Thanks. We've considered doing other things — like function call syntax for macros (which is essentially what Lisp/Scheme have), but decided against it. It just causes confusion. Can you pass a macro around like you can a function? Can functions shadow macros and vice versa? What happens if a macro introduces a local variable that shadows the macro itself? Basically it comes down to fact that macros are syntactic and as such behave very differently from functions, which are not syntactic. With the @ syntax, there's no confusion.
Someone already mentioned PLOT. This would be a good thing to lookup when designing your hygienic macro system, http://users.rcn.com/david-moon/PLOT/index.html. The author was also involved in Dylan, which is another infix language with hygienic macros.
Seems like there have been a variety of attempts to introduce lisp-style macros into non-lisp languages that use traditional syntax rather than s-expressions. I can see how this can succeed for simple macros without sacrificing much. However, complex macros done this way tend to be much more complicated than the equivalent lisp code. Do you believe that Julia solves this problem, or is it also subject to some of the same tradeoffs?
Constructing and manipulating code in Julia is a bit more complicated than Lisp — because Lisp lists are so damned simple. However, not by much. I think most of the complexity of code that generates code is inherent. Sometimes being that meta just makes your brain hurt. Our printf implementation (https://github.com/JuliaLang/julia/blob/master/j/printf.j) is about as bad as it gets and it's still pretty understandable — aside from the inherent complexity of implementing printf and the separation of what's computed at compile time and what's computed at run time.
Just a comment/suggestion: could someone with GitHub write access go over your wiki and fix code samples where multiple lines have been concatenated into a single line? E.g. https://github.com/JuliaLang/julia/wiki/Types-and-their-repr..., heading `Built-in types`.
Oh, also I believe the link was probably too stale docs. They're gone now. What's on the website is mostly up-to-date, but a few things have changed and will need fixing.

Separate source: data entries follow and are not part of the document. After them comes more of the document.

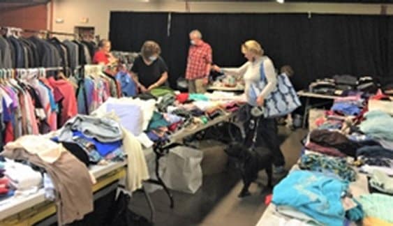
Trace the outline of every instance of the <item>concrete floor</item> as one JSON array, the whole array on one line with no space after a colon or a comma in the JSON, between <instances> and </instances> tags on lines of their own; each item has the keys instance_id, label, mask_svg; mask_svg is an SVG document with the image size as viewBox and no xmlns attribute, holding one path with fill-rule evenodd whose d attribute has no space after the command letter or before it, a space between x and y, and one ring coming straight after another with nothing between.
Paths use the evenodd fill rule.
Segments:
<instances>
[{"instance_id":1,"label":"concrete floor","mask_svg":"<svg viewBox=\"0 0 393 226\"><path fill-rule=\"evenodd\" d=\"M279 131L286 167L289 170L299 158L300 140L307 132L302 129L291 131L284 127L280 128ZM276 178L274 183L281 179ZM260 173L258 180L266 181L265 173ZM173 191L173 209L169 208L169 201L163 190L156 191L151 194L156 210L155 225L255 225L266 208L265 196L272 191L261 193L264 188L253 183L250 188L252 195L239 199L237 194L242 186L239 173L230 167L222 173L204 176L203 185L195 194ZM149 218L148 206L142 193L133 197L131 209Z\"/></svg>"}]
</instances>

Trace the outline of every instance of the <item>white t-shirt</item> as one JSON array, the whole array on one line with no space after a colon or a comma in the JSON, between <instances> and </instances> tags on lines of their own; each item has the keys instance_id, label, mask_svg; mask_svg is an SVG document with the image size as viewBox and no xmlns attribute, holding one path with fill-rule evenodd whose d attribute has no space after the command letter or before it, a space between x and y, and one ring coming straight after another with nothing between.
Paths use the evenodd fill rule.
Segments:
<instances>
[{"instance_id":1,"label":"white t-shirt","mask_svg":"<svg viewBox=\"0 0 393 226\"><path fill-rule=\"evenodd\" d=\"M240 68L222 68L222 70L223 73L228 75L243 76L245 83L244 93L248 95L251 84L255 84L258 86L260 80L260 66L262 61L267 82L260 96L266 98L274 89L277 84L277 75L274 70L274 66L268 56L259 57L253 62L247 61Z\"/></svg>"}]
</instances>

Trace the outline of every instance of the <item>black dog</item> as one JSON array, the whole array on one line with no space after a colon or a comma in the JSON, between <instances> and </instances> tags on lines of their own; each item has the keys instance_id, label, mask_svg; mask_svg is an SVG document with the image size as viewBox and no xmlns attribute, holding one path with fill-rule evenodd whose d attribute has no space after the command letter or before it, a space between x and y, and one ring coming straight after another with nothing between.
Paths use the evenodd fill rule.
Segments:
<instances>
[{"instance_id":1,"label":"black dog","mask_svg":"<svg viewBox=\"0 0 393 226\"><path fill-rule=\"evenodd\" d=\"M265 170L267 174L268 188L272 188L272 156L268 149L257 147L250 150L242 144L232 142L225 149L225 152L238 160L244 183L243 189L238 195L239 197L251 195L249 187L251 182L256 180L258 172L262 170Z\"/></svg>"}]
</instances>

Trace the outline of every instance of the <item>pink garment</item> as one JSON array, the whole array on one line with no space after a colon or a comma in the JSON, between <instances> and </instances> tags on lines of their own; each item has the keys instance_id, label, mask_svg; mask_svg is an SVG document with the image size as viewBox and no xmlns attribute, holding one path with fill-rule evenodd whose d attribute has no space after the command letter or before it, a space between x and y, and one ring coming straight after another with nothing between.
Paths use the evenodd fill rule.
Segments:
<instances>
[{"instance_id":1,"label":"pink garment","mask_svg":"<svg viewBox=\"0 0 393 226\"><path fill-rule=\"evenodd\" d=\"M34 112L34 105L33 104L33 100L29 93L25 93L24 95L26 106L27 107L27 117L30 121L30 126L31 126L31 133L34 135L40 134L38 130L38 123L37 119L36 119L36 113Z\"/></svg>"},{"instance_id":2,"label":"pink garment","mask_svg":"<svg viewBox=\"0 0 393 226\"><path fill-rule=\"evenodd\" d=\"M73 85L64 80L55 80L53 77L47 79L52 86L59 89L64 98L61 101L61 119L59 126L77 114L75 91Z\"/></svg>"},{"instance_id":3,"label":"pink garment","mask_svg":"<svg viewBox=\"0 0 393 226\"><path fill-rule=\"evenodd\" d=\"M336 149L322 146L311 142L307 142L307 144L306 144L306 148L310 151L322 153L329 156L337 157L346 156L346 154L343 153Z\"/></svg>"},{"instance_id":4,"label":"pink garment","mask_svg":"<svg viewBox=\"0 0 393 226\"><path fill-rule=\"evenodd\" d=\"M49 83L49 82L47 81L47 80L46 79L40 79L40 81L42 82L43 82L43 84L45 84L52 91L52 93L53 93L54 98L54 101L57 102L56 100L56 98L57 97L57 98L59 98L60 97L59 96L61 96L60 99L62 99L63 97L61 96L61 94L60 93L60 91L58 90L58 89L54 89ZM57 92L55 91L55 90L57 90ZM57 95L56 95L57 94ZM45 112L46 110L45 110ZM56 112L52 112L51 109L50 109L50 104L49 105L49 111L47 112L48 113L47 114L47 123L50 127L50 130L52 131L54 131L56 130L57 130L57 114Z\"/></svg>"},{"instance_id":5,"label":"pink garment","mask_svg":"<svg viewBox=\"0 0 393 226\"><path fill-rule=\"evenodd\" d=\"M334 99L334 103L359 101L361 99L360 95L338 97Z\"/></svg>"}]
</instances>

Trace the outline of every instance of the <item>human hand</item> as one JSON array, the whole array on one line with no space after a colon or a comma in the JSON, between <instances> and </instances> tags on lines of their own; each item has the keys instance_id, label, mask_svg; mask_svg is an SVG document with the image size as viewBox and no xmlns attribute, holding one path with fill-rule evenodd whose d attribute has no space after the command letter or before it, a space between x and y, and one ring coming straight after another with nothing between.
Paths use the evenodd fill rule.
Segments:
<instances>
[{"instance_id":1,"label":"human hand","mask_svg":"<svg viewBox=\"0 0 393 226\"><path fill-rule=\"evenodd\" d=\"M265 103L265 98L262 96L258 96L257 98L257 105L258 106L263 106L264 103Z\"/></svg>"},{"instance_id":2,"label":"human hand","mask_svg":"<svg viewBox=\"0 0 393 226\"><path fill-rule=\"evenodd\" d=\"M207 85L209 83L209 77L204 77L202 82L204 85Z\"/></svg>"},{"instance_id":3,"label":"human hand","mask_svg":"<svg viewBox=\"0 0 393 226\"><path fill-rule=\"evenodd\" d=\"M218 66L214 64L214 65L212 66L212 70L216 71L216 72L221 72L221 68L220 68L220 67L218 67Z\"/></svg>"},{"instance_id":4,"label":"human hand","mask_svg":"<svg viewBox=\"0 0 393 226\"><path fill-rule=\"evenodd\" d=\"M154 84L151 85L150 86L149 86L149 88L147 88L147 91L151 91L151 89L155 89L155 88L157 88L157 86L155 84Z\"/></svg>"}]
</instances>

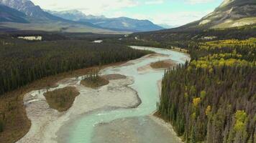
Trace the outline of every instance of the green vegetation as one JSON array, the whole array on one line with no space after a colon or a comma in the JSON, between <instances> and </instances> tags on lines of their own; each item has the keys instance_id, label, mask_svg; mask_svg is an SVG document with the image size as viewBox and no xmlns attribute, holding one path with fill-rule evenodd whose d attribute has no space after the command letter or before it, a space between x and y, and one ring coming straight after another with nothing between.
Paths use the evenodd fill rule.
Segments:
<instances>
[{"instance_id":1,"label":"green vegetation","mask_svg":"<svg viewBox=\"0 0 256 143\"><path fill-rule=\"evenodd\" d=\"M89 74L85 76L81 82L82 85L91 88L97 88L104 85L109 84L109 82L104 77L101 77L99 73L96 71L91 72Z\"/></svg>"},{"instance_id":2,"label":"green vegetation","mask_svg":"<svg viewBox=\"0 0 256 143\"><path fill-rule=\"evenodd\" d=\"M0 142L15 142L29 131L31 123L23 105L25 93L54 86L64 78L85 75L91 66L150 53L124 45L71 39L76 38L73 35L67 38L59 34L22 33L42 35L44 41L26 41L12 38L19 33L0 33Z\"/></svg>"},{"instance_id":3,"label":"green vegetation","mask_svg":"<svg viewBox=\"0 0 256 143\"><path fill-rule=\"evenodd\" d=\"M190 63L165 72L158 114L186 142L254 142L256 39L191 41Z\"/></svg>"},{"instance_id":4,"label":"green vegetation","mask_svg":"<svg viewBox=\"0 0 256 143\"><path fill-rule=\"evenodd\" d=\"M78 95L79 95L79 92L75 87L71 87L44 94L50 107L59 112L67 111L71 107Z\"/></svg>"},{"instance_id":5,"label":"green vegetation","mask_svg":"<svg viewBox=\"0 0 256 143\"><path fill-rule=\"evenodd\" d=\"M12 49L12 50L10 50ZM83 41L19 42L0 48L0 94L74 69L134 59L147 51Z\"/></svg>"}]
</instances>

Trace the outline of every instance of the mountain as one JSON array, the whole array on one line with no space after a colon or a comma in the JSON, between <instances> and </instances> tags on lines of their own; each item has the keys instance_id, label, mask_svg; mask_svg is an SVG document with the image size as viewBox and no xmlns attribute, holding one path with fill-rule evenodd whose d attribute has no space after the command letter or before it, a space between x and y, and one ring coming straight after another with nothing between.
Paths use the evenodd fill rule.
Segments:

The problem with this is that it limits the options of library writers. For example, I can't replace some function with a macro that does something smart, such as check format strings for printf at compile time, because that breaks all callers. It also fundamentally limits what you can build with macros, because you can't build language features that are basic -- they always appear tacked-on.
That is very true — and it's precisely why we have considered making macros callable with function syntax. But I feel like having something that looks like a function and is actually a macro is a bit of a dangerous lie, no matter how handy it sometimes is. One of our design goals is not to be too tricky — if something looks like a function call, it should be a function call. The @foo syntax for macro calls means that you know exactly what's going on. It also means you can't do stuff like try to pass a macro as an argument to a higher-order function — what does that even do? I.e. what does map(m,vec) mean where m is a macro?
If macros are marked as different to functions at the callsite, then do they need to be marked different at the definition site? Most functions return a non-Expr value, but could return a Expr if the program's job is manipulating them. Most macros return a Expr, but could return a literal for insertion into the code.
So I'm wondering does a programming language which marks macro expansions different to function calls (as Julia does with the @ prefix) really need to distinguish functions from macros in the definition (as Julia does with the 'function' and 'macro' keywords) ?
Unfortunately, this one combines the inconvenience of Template Haskell (explicit invocation of macros with @) and the bugs of Common Lisp (the section on hygiene says, basically, "we have gensym"). Fortunately, the language is young, and I hope they can improve this story.